Lowell Spinners fans saw him do it many times in 1997.
``That was for Dick,'' said Eckstein, smiling widely after the Anaheim Angels beat the Red Sox, 8-3, yesterday at Fenway Park. He was referring to his former Spinners manager, Dick Berardino, who is now a Red Sox player development consultant and spring training coordinator.
``We did it almost every opportunity we could that year,'' Eckstein said. ``I was pretty successful, too. I think I only fouled off a ball once.''
That memory jibed with Berardino's. The fact that Eckstein brought it up inspired a hearty laugh from Berardino, who was in Lowell yesterday watching the Spinners play.
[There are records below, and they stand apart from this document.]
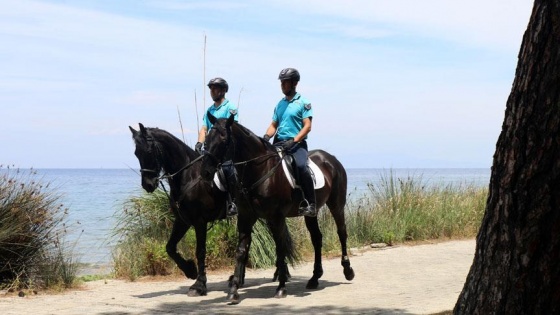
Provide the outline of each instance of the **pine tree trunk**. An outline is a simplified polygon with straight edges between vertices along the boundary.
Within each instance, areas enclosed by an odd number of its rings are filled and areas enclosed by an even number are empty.
[[[560,1],[536,0],[454,314],[560,313]]]

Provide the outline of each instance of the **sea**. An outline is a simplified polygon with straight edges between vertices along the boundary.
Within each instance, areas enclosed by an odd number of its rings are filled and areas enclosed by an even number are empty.
[[[0,169],[1,172],[10,170]],[[12,170],[13,171],[13,170]],[[25,170],[22,170],[25,171]],[[368,194],[384,179],[414,179],[426,185],[488,186],[489,168],[347,169],[349,199]],[[135,169],[34,169],[34,178],[48,183],[68,209],[65,244],[76,259],[96,273],[110,272],[116,215],[126,202],[146,192]]]

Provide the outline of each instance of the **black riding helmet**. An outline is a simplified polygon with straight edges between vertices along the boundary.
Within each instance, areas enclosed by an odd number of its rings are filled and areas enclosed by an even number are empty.
[[[219,86],[219,87],[225,89],[226,92],[227,92],[228,89],[229,89],[229,86],[228,86],[226,80],[224,80],[224,79],[222,79],[222,78],[220,78],[220,77],[214,78],[214,79],[208,81],[208,87],[212,87],[212,85],[217,85],[217,86]]]
[[[292,80],[299,82],[299,72],[294,68],[286,68],[280,71],[278,80]]]

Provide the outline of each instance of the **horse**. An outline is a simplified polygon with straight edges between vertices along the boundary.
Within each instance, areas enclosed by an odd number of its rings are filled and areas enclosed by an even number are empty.
[[[196,279],[188,296],[206,295],[207,224],[226,217],[227,195],[201,180],[199,153],[165,130],[139,126],[139,131],[129,128],[136,145],[134,154],[140,162],[142,187],[152,193],[161,179],[167,179],[169,184],[169,203],[175,220],[165,249],[187,278]],[[191,226],[196,235],[198,269],[192,259],[185,260],[177,252],[177,244]]]
[[[242,203],[238,214],[239,243],[236,253],[236,269],[228,299],[238,300],[238,283],[243,274],[240,273],[247,261],[245,248],[251,242],[251,228],[257,218],[264,218],[269,227],[284,229],[286,217],[298,216],[298,208],[303,200],[300,190],[292,189],[286,175],[278,171],[282,162],[276,147],[252,131],[234,121],[233,115],[228,119],[216,119],[208,115],[213,127],[206,136],[205,150],[202,158],[202,177],[210,180],[220,163],[232,160],[239,174],[237,200]],[[322,188],[316,189],[316,204],[319,210],[327,205],[337,226],[343,266],[347,280],[354,278],[354,270],[350,266],[346,241],[348,234],[344,219],[346,205],[347,176],[342,164],[333,155],[323,150],[312,150],[309,158],[319,166],[325,177]],[[281,168],[281,167],[280,167]],[[275,225],[280,226],[275,227]],[[323,275],[321,262],[322,234],[317,217],[305,217],[305,225],[311,236],[314,248],[313,276],[307,282],[307,289],[316,289],[319,278]],[[276,239],[275,239],[276,240]],[[278,246],[278,243],[276,244]],[[282,254],[278,251],[277,255]],[[283,268],[283,257],[277,256],[276,267],[280,284],[275,297],[286,294],[285,278],[287,267]]]

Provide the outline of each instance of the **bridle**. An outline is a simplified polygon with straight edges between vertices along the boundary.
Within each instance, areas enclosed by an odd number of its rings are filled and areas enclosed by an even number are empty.
[[[153,170],[153,169],[146,169],[146,168],[142,168],[140,169],[140,173],[153,173],[157,176],[157,180],[161,183],[161,180],[163,179],[173,179],[173,177],[175,177],[175,175],[181,173],[182,171],[188,169],[189,167],[193,166],[194,163],[198,162],[199,160],[202,159],[202,155],[200,155],[199,157],[197,157],[196,159],[190,161],[189,163],[187,163],[185,166],[181,167],[178,171],[176,171],[173,174],[169,174],[169,173],[164,173],[161,174],[161,171],[163,170],[163,151],[161,150],[158,142],[156,140],[154,140],[154,138],[152,136],[145,136],[146,142],[148,143],[148,153],[152,153],[154,154],[154,159],[156,161],[156,169],[157,170]],[[153,149],[153,147],[156,148],[156,150]],[[156,152],[154,152],[156,151]],[[161,174],[161,175],[160,175]],[[162,187],[165,190],[165,186],[162,184]]]

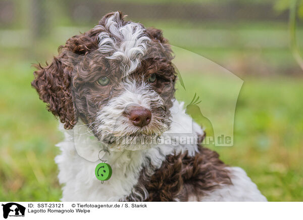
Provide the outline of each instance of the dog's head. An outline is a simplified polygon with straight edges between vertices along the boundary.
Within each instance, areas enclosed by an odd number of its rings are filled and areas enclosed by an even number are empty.
[[[122,138],[133,144],[169,129],[176,75],[161,30],[111,13],[59,51],[49,65],[37,65],[32,85],[66,129],[80,119],[117,149],[131,149]]]

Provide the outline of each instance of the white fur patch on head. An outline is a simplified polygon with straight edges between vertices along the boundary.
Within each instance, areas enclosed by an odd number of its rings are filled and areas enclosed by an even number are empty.
[[[112,52],[112,56],[107,58],[120,62],[120,68],[123,76],[126,76],[140,65],[140,59],[145,55],[150,39],[141,24],[128,22],[123,25],[118,12],[106,20],[105,27],[95,27],[104,28],[108,32],[103,31],[99,34],[98,51],[102,53]]]
[[[113,143],[109,146],[110,150],[135,150],[150,147],[146,142],[157,139],[169,128],[170,118],[166,115],[164,102],[150,86],[146,83],[137,84],[126,78],[122,94],[100,110],[96,119],[97,131],[101,141]],[[134,126],[128,116],[124,115],[123,113],[133,106],[150,110],[152,116],[148,125],[143,127]],[[123,142],[123,139],[130,138],[132,143]]]

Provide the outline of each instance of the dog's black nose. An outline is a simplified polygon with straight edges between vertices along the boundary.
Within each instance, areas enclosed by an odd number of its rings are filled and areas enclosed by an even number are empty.
[[[129,112],[128,118],[134,125],[142,127],[150,122],[152,112],[142,107],[135,107]]]

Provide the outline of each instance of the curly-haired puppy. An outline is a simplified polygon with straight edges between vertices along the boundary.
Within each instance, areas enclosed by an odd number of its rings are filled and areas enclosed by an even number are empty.
[[[266,201],[242,169],[199,144],[203,130],[174,99],[162,31],[124,18],[106,15],[34,72],[32,86],[65,128],[62,200]],[[99,159],[112,169],[104,182]]]

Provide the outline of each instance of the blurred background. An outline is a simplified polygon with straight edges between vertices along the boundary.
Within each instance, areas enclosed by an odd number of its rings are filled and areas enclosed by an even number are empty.
[[[172,45],[244,80],[233,147],[210,147],[225,163],[244,168],[269,201],[303,201],[303,71],[290,49],[290,3],[0,0],[0,201],[61,198],[54,158],[59,153],[55,145],[63,137],[31,87],[31,65],[50,61],[69,37],[118,10],[162,29]],[[299,46],[302,5],[299,1],[296,12]],[[192,79],[186,89],[193,94],[199,89],[196,73],[183,76]]]

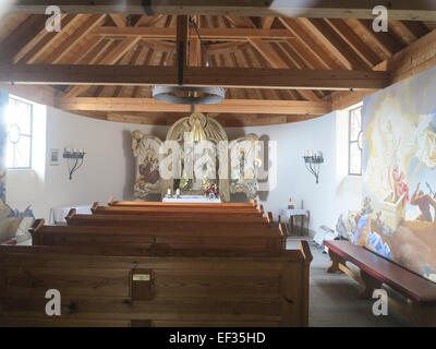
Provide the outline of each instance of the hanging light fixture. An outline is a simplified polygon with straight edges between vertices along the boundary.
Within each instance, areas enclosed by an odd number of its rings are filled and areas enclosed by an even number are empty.
[[[207,62],[206,67],[210,67],[210,59],[207,50],[202,41],[198,26],[193,17],[189,17],[189,26],[195,29],[198,37],[201,48],[204,49]],[[184,60],[179,55],[179,86],[153,86],[153,98],[177,105],[190,105],[192,111],[196,105],[217,104],[226,98],[226,88],[223,87],[187,87],[183,86]]]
``Oh, he did that at least four or five times with us,'' Berardino said. ``That's great. He does all the little things right. He's got such good bat control.''
Eckstein came up to the plate in the ninth with one out and runners on first and third. The speedy Chone Figgins was on third and on the first pitch from Derek Lowe, Eckstein bunted. It went directly toward the pitcher's mound and Lowe was unable to get it back to catcher Jason Varitek in time.
The run broke open a 3-3 tie, but Eckstein had, as Berardino said, already done many of the little things to help put the Angels in a position to win.
In the first inning, the leadoff hitter's towering fly ball was a foot shy of going over The Wall. After he got to third, he scored on a sacrifice fly to right field by Orlando Palmeiro. Varitek was blocking the plate well. As Varitek brought down the high throw from Trot Nixon, Eckstein was sliding around him. As his body slid by the plate, he stuck out his right hand to graze its surface.
In the fifth inning, Eckstein singled and stole second, putting himself in scoring position, which he did for the third Angels run.
``We play a full nine innings,'' Eckstein said. ``(The suicide squeeze) was the only way we're going to score there.''
The Red Sox' questionable decision that allowed Eckstein to be claimed off of waivers two years ago has been told many times before. Eckstein is not looking back.
``They've got a really good player at shortstop, so I wasn't going to be playing shortstop there, not at all,'' Eckstein said. ``If anyone saw me in (Triple-A) Pawtucket, most people would say I had no right to be up there. They did what they had to do.''
And yesterday Eckstein did what he done before - this time to the Red Sox, not for them.